Sacris musste unwillkürlich lächeln, als er seinen Freund so munter sah. Ja, das machte ihn aus … Wenn Lewyn lachte, glich er selbst einer strahlenden Sonne, die ihre Umgebung mit ihrem warmen Licht erhellte. Der junge Mann strich sich eine Strähne seines dunklen, handlangen Haares aus dem Gesicht und schritt auf sein Gegenüber zu. Er selbst trug ein weißes, nur zur Hälfte zugeknöpftes Leinenhemd – wodurch ein einfacher Anhänger auf der Brust zum Vorschein kam – und eine bequeme, dunkelbraune Schnürhose.

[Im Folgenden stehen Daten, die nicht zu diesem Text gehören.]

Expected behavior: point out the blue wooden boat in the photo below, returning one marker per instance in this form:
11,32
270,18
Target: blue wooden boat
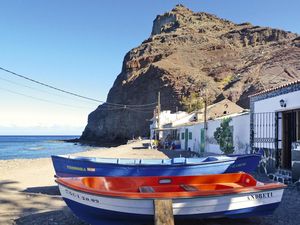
71,166
129,200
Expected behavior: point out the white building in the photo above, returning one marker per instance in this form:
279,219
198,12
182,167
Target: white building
188,129
166,119
275,124
193,135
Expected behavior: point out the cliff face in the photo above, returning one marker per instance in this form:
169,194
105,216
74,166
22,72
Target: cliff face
185,53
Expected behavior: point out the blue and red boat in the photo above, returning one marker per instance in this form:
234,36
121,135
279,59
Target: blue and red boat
72,166
129,200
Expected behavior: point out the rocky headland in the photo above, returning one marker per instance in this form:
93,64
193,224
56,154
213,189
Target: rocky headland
186,53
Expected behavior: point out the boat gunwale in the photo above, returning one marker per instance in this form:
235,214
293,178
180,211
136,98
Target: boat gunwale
187,195
232,159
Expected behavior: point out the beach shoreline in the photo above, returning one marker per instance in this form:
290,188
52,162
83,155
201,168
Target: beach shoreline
28,186
29,194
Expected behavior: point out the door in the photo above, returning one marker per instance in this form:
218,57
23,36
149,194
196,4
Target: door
202,140
289,135
186,139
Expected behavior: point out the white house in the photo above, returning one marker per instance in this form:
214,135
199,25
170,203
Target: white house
166,119
188,131
275,124
193,135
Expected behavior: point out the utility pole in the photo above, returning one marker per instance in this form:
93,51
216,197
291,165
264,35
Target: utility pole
158,113
205,118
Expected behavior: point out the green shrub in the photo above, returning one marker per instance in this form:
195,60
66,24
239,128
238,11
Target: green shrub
224,136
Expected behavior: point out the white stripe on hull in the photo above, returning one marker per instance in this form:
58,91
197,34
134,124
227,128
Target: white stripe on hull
181,206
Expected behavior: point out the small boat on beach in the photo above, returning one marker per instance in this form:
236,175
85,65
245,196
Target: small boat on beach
129,200
72,166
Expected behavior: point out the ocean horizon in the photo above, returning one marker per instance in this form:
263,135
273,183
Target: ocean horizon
38,146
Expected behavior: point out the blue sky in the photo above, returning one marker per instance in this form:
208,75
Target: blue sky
80,45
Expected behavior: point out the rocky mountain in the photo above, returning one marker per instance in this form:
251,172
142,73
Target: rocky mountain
186,53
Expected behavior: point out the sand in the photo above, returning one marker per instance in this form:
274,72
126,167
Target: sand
27,186
29,195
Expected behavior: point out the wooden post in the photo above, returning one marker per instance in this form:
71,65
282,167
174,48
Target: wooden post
205,118
158,114
163,212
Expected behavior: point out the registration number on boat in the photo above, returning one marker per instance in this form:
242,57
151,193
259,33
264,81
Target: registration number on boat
260,196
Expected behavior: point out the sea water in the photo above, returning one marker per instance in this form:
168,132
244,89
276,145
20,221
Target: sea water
29,147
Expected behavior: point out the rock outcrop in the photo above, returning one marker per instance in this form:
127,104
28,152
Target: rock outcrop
186,53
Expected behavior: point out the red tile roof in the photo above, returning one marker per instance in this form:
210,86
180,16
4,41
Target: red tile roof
275,88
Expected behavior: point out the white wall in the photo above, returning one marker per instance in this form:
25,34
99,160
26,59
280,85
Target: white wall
241,135
292,100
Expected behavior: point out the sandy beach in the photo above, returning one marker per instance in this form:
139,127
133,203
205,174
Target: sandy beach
27,185
29,194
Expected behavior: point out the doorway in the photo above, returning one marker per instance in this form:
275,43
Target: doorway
186,139
290,134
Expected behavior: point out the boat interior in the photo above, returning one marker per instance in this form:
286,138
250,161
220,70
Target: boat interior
128,161
170,184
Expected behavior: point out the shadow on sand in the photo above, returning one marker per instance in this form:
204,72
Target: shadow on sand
57,217
48,190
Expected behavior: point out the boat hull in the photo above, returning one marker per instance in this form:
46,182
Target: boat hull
71,167
96,209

In der Nähe seines Freundes blieb der Prinz schließlich stehen, stemmte die Hände in die Seiten und blickte grinsend zum klaren Himmel hinauf. "Tja, wie könnte es denn auch anders sein, wo wir doch heute unseren Ausflug zu den Nayayami Wasserfällen machen werden?"

Bei der Erwähnung des Ausfluges wurde sein Gefährte von einer derart, ja, kindlichen Begeisterung ergriffen, worauf in diesem Moment vermutlich niemandem in den Sinn gekommen wäre, dass Lewyn bereits neunzehn Sommer zählte. "Und da sollten wir die Pferde auch nicht länger warten lassen …!", lachte der Blonde heiter und schlug dem dunkelhaarigen Mann verspielt gegen die kräftige Schulter, "Na los, brechen wir auf!" Er machte auf dem Absatz kehrt und rannte fröhlich die Wiese zur Prinzresidenz zurück. "Und beeil dich, Sacris, sonst bist du wieder Letzter!" Jener schüttelte den Kopf und folgte seinem Gefährten lachend.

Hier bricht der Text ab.